Several unresolved cases still warrant timely, transparent resolution. Biohaven’s troriluzole for spinocerebellar ataxia stands out as one example. Despite three-year real-world evidence (RWE) data comparing the drug against a natural history cohort—which demonstrated a 50% to 70% slowing of disease progression and a significant reduction in falls—the agency issued a Complete Response Letter citing the systemic challenges inherent to external controls. Similarly, Sanofi’s tolebrutinib for non-relapsing secondary progressive multiple sclerosis, and Aldeyra Therapeutics’ reproxalap for ocular disease have each generated substantial concern among patients, clinicians, sponsors, or advocates. More broadly, reversing prior rejection decisions is not the same as completing the regulatory process. Where products had advanced through expedited pathways and sponsors had relied on prior FDA guidance, the agency should clarify whether additional evidence is required, explain the scientific basis for that requirement, and move decisively toward resolution.

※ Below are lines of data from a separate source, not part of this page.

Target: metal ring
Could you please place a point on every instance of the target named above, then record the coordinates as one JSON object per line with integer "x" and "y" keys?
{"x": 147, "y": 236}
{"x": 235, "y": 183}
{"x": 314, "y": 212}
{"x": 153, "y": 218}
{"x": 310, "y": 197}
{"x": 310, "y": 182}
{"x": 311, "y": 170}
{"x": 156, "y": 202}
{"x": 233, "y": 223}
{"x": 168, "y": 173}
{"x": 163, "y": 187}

But restoring trust will require more than revisiting a handful of controversial decisions. It will require rebuilding habits of institutional discipline: honoring prior regulatory commitments where scientifically appropriate; explaining departures from precedent; using advisory committees and external expertise constructively; expanding real-world evidence methods without abandoning rigor; modernizing IT; strengthening post-market surveillance; and adequately funding the inspectional and scientific workforce. A predictable FDA is not an easy FDA, but it is a fair FDA.